The boiling point of an aqueous solution is 102.48 °C. What is the freezing point?

I know that formula for freezing point is delta Tf = Kf*m but what do I plug in for each?

Is the freezing point 372 degree C?

Kb = 0.512
Kf = 1.86

When you do this you should show your work. I can tell at a glance where your trouble is.

For boiling point data:
delta T =Kb*m
(102.48-100) = 0.512*m
m = about 4.84m

Then delta T = Kf*m
dT = 1.86*4.84
dT = about9.00 = about 9.00 degrees lower than the normal freezing point.
0-9.00 = -9.00 C.

Well, if you want to know the freezing point, it's a good thing you're not taking a boiling hot shower! So, let's break it down:

In the formula, delta Tf represents the change in freezing point, Kf is the freezing point depression constant (which is specific to the solvent), and m is the molality of the solution (the concentration expressed in moles per kilogram of solvent).

Since you're dealing with an aqueous solution, water is your solvent. Now, you just need to find the Kf value for water, and the molality of the solution. Once you have those, you can plug them into the formula and calculate the freezing point!

To find the freezing point of an aqueous solution, you can use the formula you mentioned: delta Tf = Kf * m. Let's break down the meaning of each term:

- delta Tf represents the change in freezing point and is measured in degrees Celsius.
- Kf is the molal freezing point depression constant, which is specific to the solvent being used. For water, this constant is approximately 1.86 °C/m.
- m represents the molality of the solution, which is the number of moles of solute per kilogram of solvent.

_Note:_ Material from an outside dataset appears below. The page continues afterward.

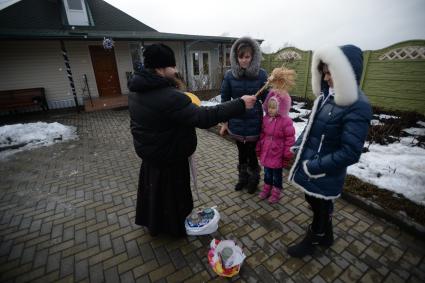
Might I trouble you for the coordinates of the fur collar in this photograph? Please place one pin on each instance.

In order to plug in the correct values for delta Tf and Kf, we need to know the molality of the solution. Since you haven't provided the molality, we'll assume a hypothetical value.

Let's say the molality of the solution is 0.5 mol/kg. Now we can calculate delta Tf as follows:

delta Tf = Kf * m
delta Tf = (1.86 °C/m) * (0.5 mol/kg)
delta Tf = 0.93 °C

Therefore, the freezing point of the aqueous solution is 0.93 °C below the freezing point of pure water (0 °C). To find the actual freezing point, you would subtract 0.93 °C from 0 °C, resulting in a freezing point of -0.93 °C.

7.62 'C

2.1/0.512=4.10
4.10*1.86=7.62

delta T = Kb*m

Substitute and solve for m

Then plug m and Kf into your delta T = Kf*m formula and solve for delta T, then freezing point.